Wednesday, October 26, 2011

A different perspective

Rutgers history professor James Livingston argues for more consumer spending and less business investment as a "key to economic recovery" that is also "necessary for balanced growth in the future." In a broad sense, he's absolutely right that consumption is important for growth. It's about two-thirds of income, after all, so by definition it is important. 

But the supporting facts he cites are either wrong or misleading. He chooses to compare growth in gross domestic product to shares of net business investment in GDP. In fact, the share of gross business investment in GDP has averaged a fairly constant 15% in the postwar period, expanding during booms and falling during recessions.

It's also misleading to say that "in 2000, most investment was either from government spending (out of tax revenues) or 'residential investment,' which means consumer spending on housing, rather than business expenditure on plants, equipment and labor." In that year, residential investment was about 5% of GDP, while private nonresidential (business) investment was more than twice that share, at 12%. By comparison, in 1997, the closest year with available data in the NIPA, government fixed investment was about 3% of GDP.

A basic tenet we teach undergraduates and Ph.D. students alike is that saving is important for long-term growth, whether it takes the form of fixed capital formation or replacement or investment in human capital or innovation. Consumption is the end these means facilitate.

Tuesday, October 4, 2011

Q's and A's on U.S. war costs

I've been talking to journalists a lot recently about U.S. war costs in Iraq and Afghanistan, but I'm not sure how much has ended up in print, or if it has, exactly how!  Here are some Q's and A's from two different reporters and me.

1. The US is in the middle of an economic crisis. To what extent have the wars undertaken after 9/11 2001 contributed to create such a situation?

By "crisis" do you mean the recession that began in December 2007 and ended in June 2009 and its aftermath, including continued high unemployment, low inflation, and continuing difficulties with household debt?  If yes, then my opinion is that the wars in Iraq and Afghanistan have not played any role in creating that crisis.

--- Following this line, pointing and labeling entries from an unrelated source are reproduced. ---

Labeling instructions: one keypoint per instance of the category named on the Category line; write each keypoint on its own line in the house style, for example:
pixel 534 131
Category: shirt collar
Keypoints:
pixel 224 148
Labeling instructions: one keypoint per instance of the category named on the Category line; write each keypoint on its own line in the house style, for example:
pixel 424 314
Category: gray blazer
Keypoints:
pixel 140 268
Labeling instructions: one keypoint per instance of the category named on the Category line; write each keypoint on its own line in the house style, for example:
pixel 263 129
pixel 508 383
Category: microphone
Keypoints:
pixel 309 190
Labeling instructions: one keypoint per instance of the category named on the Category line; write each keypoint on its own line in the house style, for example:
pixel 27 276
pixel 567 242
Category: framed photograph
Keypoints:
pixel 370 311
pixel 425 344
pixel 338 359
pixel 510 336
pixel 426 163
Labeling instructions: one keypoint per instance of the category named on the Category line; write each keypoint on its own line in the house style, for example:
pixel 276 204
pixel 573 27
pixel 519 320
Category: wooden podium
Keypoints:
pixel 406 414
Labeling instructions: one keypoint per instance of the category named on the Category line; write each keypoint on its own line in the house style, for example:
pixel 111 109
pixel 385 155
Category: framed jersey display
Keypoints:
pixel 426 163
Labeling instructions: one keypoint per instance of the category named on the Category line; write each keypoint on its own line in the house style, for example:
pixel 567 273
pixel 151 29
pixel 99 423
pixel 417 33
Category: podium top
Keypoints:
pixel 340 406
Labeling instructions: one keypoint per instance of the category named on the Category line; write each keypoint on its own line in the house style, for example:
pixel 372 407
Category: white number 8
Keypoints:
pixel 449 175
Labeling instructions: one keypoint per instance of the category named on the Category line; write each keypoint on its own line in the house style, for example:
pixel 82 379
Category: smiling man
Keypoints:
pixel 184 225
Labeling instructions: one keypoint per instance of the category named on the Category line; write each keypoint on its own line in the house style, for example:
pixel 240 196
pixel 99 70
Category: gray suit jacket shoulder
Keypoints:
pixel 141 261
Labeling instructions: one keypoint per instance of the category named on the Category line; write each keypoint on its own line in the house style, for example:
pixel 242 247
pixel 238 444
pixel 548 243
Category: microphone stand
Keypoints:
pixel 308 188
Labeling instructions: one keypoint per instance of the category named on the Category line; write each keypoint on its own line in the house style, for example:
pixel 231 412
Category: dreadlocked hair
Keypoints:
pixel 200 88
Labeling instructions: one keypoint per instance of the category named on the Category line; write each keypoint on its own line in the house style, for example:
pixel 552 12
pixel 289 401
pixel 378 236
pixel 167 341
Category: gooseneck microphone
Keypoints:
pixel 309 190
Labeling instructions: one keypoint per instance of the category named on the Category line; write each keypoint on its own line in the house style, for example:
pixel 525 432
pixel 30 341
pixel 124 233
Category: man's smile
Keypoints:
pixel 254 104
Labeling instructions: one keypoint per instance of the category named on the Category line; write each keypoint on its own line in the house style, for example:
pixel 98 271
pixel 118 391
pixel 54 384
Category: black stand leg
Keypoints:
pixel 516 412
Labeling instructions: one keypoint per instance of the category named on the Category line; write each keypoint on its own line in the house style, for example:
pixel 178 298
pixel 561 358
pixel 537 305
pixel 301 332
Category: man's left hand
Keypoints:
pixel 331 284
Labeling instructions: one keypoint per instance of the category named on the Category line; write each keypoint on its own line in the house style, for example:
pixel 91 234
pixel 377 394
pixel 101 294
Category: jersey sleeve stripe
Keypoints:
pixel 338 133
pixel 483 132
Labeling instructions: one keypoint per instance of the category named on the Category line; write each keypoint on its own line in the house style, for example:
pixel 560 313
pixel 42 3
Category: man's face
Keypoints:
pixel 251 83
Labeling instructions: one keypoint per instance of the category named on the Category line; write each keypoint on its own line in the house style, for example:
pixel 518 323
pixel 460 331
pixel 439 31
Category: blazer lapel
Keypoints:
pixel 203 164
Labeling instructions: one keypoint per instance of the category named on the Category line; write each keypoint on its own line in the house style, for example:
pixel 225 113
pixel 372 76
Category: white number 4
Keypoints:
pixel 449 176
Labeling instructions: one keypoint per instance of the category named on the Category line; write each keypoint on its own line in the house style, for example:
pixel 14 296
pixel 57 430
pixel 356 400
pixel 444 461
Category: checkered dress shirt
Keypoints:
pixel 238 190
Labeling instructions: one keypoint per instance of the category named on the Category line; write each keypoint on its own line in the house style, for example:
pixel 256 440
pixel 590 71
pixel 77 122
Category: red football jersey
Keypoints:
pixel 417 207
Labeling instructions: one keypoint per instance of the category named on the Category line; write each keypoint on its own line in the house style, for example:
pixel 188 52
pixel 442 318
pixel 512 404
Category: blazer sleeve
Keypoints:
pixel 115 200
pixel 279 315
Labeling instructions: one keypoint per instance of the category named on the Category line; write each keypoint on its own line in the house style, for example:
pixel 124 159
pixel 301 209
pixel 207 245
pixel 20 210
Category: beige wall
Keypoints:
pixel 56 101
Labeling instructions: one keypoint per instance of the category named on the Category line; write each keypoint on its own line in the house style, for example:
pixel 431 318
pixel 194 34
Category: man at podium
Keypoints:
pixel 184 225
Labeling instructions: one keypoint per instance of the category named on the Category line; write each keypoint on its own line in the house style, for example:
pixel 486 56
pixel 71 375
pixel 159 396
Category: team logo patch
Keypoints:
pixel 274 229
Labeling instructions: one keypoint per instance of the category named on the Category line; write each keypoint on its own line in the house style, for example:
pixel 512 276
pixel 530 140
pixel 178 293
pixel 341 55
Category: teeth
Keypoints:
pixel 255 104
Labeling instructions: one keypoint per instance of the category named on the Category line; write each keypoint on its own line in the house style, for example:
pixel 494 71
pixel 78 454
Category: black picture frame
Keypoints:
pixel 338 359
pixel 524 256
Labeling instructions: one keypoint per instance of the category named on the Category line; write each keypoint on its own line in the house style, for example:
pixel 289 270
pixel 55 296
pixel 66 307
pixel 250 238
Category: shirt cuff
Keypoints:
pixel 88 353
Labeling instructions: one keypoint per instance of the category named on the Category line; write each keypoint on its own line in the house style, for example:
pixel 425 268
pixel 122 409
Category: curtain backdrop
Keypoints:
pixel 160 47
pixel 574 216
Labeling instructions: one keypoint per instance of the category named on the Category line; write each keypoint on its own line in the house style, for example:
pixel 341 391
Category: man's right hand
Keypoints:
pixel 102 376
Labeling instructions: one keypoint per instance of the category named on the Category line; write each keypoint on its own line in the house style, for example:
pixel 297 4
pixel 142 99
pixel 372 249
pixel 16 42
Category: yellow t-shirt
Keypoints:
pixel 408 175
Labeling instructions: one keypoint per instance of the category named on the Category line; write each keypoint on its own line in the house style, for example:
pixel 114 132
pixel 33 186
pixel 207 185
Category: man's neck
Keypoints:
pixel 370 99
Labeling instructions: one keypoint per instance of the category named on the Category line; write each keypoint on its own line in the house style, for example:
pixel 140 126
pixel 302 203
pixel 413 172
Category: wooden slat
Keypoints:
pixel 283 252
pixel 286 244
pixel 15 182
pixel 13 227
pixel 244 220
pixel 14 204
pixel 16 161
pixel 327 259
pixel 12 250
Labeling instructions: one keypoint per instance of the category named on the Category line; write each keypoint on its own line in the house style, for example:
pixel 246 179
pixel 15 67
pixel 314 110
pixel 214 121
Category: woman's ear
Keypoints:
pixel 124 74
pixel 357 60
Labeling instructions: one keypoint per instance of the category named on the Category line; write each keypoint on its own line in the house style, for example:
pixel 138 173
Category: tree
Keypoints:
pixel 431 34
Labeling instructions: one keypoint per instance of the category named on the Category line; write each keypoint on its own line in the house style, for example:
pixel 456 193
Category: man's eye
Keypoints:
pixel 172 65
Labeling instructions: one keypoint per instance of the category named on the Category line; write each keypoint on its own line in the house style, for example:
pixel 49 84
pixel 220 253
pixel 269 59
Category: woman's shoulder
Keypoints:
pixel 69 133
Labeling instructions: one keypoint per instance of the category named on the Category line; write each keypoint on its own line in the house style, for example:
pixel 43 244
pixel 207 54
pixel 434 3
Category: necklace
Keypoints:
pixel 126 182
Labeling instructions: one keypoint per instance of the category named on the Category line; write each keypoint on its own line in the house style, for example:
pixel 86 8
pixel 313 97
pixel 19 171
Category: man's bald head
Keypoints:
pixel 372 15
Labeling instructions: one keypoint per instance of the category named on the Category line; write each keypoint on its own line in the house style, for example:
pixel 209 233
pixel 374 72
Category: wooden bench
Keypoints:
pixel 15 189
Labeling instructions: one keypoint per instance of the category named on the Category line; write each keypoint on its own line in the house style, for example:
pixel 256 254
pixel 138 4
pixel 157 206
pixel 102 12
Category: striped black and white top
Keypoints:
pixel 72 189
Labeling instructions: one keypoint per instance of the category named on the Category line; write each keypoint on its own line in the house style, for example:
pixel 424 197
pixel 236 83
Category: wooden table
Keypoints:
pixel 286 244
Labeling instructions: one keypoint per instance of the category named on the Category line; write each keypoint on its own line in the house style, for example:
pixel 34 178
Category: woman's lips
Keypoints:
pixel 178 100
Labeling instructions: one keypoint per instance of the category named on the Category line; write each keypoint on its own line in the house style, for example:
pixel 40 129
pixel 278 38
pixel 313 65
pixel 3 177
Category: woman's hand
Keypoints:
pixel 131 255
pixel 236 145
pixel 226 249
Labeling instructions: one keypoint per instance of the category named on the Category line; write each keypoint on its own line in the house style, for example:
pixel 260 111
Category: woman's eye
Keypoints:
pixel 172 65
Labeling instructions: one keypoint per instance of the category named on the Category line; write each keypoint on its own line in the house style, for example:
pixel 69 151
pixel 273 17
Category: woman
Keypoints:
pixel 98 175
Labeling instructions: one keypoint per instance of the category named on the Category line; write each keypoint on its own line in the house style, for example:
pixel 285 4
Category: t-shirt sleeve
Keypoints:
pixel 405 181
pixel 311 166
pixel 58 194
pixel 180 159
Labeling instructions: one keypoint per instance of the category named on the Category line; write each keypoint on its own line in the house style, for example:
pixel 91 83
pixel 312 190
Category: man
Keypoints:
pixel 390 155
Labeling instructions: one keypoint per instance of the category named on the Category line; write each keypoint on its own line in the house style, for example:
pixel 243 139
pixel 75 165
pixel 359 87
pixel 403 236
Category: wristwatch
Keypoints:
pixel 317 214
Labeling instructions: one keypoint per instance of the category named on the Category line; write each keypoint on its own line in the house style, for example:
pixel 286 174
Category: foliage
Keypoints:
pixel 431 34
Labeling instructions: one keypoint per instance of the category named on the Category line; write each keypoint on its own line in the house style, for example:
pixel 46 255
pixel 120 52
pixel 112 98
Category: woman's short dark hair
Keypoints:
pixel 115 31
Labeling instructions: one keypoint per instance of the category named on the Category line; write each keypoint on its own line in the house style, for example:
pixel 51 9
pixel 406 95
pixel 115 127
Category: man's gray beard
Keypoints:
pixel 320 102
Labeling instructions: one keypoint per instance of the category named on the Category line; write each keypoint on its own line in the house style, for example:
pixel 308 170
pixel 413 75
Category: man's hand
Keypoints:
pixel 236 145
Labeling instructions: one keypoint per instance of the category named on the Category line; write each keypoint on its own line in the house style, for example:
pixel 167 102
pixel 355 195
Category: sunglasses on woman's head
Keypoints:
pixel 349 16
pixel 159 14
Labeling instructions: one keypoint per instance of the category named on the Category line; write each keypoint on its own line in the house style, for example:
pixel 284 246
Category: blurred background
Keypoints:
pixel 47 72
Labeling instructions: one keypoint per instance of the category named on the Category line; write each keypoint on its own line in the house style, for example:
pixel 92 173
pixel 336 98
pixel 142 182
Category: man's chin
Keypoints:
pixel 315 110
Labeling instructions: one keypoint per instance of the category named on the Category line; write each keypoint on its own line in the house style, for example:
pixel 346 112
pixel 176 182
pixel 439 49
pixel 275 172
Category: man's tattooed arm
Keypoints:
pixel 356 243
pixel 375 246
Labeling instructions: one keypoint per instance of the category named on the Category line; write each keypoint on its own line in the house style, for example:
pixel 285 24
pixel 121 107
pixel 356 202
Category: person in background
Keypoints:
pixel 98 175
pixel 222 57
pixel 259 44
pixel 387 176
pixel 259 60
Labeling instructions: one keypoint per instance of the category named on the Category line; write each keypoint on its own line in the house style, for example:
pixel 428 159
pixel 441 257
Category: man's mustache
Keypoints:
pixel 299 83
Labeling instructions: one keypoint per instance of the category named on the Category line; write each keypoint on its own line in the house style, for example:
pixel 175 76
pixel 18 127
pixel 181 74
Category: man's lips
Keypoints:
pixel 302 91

If by "crisis" you instead mean the lowering of the U.S.'s sovereign credit rating in August and the political gridlock in Washington over the debt limit and fiscal policy, then the wars in Iraq and Afghanistan have contributed about one fourth (25%) of the problem.  I derive that by measuring the total increase in debt held by the public since 2001 and attributing portions of it to war spending and associated interest costs.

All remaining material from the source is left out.